九州新幹線の利用率向上に向けた提言

 九州新幹線の利用率が低迷しているという。特に各駅停車の「つばめ」が顕著であるという。そこでJR九州は、活性化のために規格切符の発行を検討しているという。
 九州新幹線の利用率が低迷する原因の1つに割高な新幹線特急料金が挙げられる。博多〜熊本間の自由席特急券は、B特急料金が適用されていたこともあり、1,370円であった。それが現在では、博多〜熊本間は約115kmであるにも関らず、自由席であっても3,000円を超える。比較のために他の路線を出すが、名古屋〜京都間は約140kmであるが、自由席の新幹線特急料金は2,400円程度である。
 以上の理由から、九州内の新幹線特急料金自体が割高である。さらに九州新幹線の利用を低迷させる要因として、博多で特急料金が細切れになる点である。東海道・山陽新幹線部分の特急料金にプラス九州新幹線の特急料金をプラスしなければならず、利用者には相当な負担になる。特急料金だけでなく、グリーン料金や指定席料金も同様である。さらに国鉄時代から継承されていた新幹線と在来線特急を乗り継ぐ際の乗り継ぎ割引が、2011年3月の九州新幹線全通時に廃止されてしまったことも挙げられる。
 筆者は、以前、ブログで「軽微認可」の問題点を取り上げ、九州新幹線の特急料金の取扱上の問題点に触れた。国土交通省は、「会社が異なるために全く問題が無い」と如何にも官僚的な発想で利用者のことは全く考えていない。
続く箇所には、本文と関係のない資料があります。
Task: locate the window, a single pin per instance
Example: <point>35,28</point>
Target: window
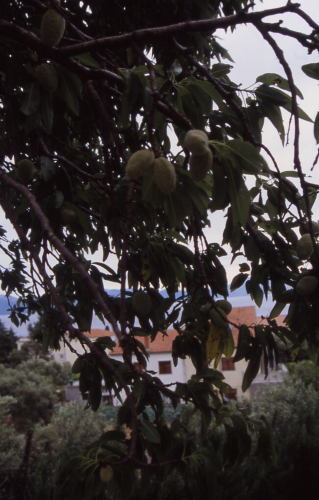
<point>108,399</point>
<point>227,364</point>
<point>164,367</point>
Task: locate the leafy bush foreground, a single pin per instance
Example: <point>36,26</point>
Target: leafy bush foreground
<point>292,407</point>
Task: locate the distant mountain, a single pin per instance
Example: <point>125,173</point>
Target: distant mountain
<point>238,298</point>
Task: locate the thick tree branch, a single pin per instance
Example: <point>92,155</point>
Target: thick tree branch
<point>208,25</point>
<point>69,256</point>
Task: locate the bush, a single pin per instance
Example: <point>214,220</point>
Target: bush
<point>293,409</point>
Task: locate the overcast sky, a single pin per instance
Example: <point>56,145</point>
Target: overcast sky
<point>253,57</point>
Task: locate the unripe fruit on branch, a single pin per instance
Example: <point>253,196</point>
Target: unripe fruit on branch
<point>196,141</point>
<point>140,163</point>
<point>47,77</point>
<point>67,215</point>
<point>52,28</point>
<point>106,474</point>
<point>199,166</point>
<point>224,305</point>
<point>141,303</point>
<point>304,247</point>
<point>164,175</point>
<point>25,171</point>
<point>306,285</point>
<point>305,228</point>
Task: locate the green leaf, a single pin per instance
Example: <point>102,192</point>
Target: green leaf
<point>47,167</point>
<point>238,281</point>
<point>269,94</point>
<point>301,113</point>
<point>240,201</point>
<point>277,309</point>
<point>253,367</point>
<point>311,70</point>
<point>250,160</point>
<point>273,113</point>
<point>32,100</point>
<point>150,432</point>
<point>220,69</point>
<point>87,60</point>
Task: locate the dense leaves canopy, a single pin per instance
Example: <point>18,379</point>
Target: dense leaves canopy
<point>138,75</point>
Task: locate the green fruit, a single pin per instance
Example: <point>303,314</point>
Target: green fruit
<point>305,228</point>
<point>219,318</point>
<point>106,474</point>
<point>52,28</point>
<point>25,171</point>
<point>47,76</point>
<point>304,247</point>
<point>306,285</point>
<point>199,166</point>
<point>67,215</point>
<point>141,303</point>
<point>78,365</point>
<point>196,141</point>
<point>164,175</point>
<point>224,305</point>
<point>140,163</point>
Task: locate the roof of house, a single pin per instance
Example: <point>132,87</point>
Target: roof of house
<point>163,343</point>
<point>242,315</point>
<point>279,320</point>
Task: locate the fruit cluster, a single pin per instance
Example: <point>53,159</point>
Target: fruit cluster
<point>143,161</point>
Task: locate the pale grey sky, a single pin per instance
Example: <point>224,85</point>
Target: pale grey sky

 運賃や料金などの制度は、本来ならば利用者に優位に設定するべきであり、JR九州が企画乗車券を設定して割高感を解消しようとする考えは理解できるが、それよりも博多で細切れとなる現在の特急料金、グリーン料金、指定席料金制度を距離による通算制として、利用者に負担を掛けないように改めるべきだろう。また新幹線と在来線特急の乗り継ぎ割り引きも復活させ、利用者の負担を少しでも改善するようにして欲しい。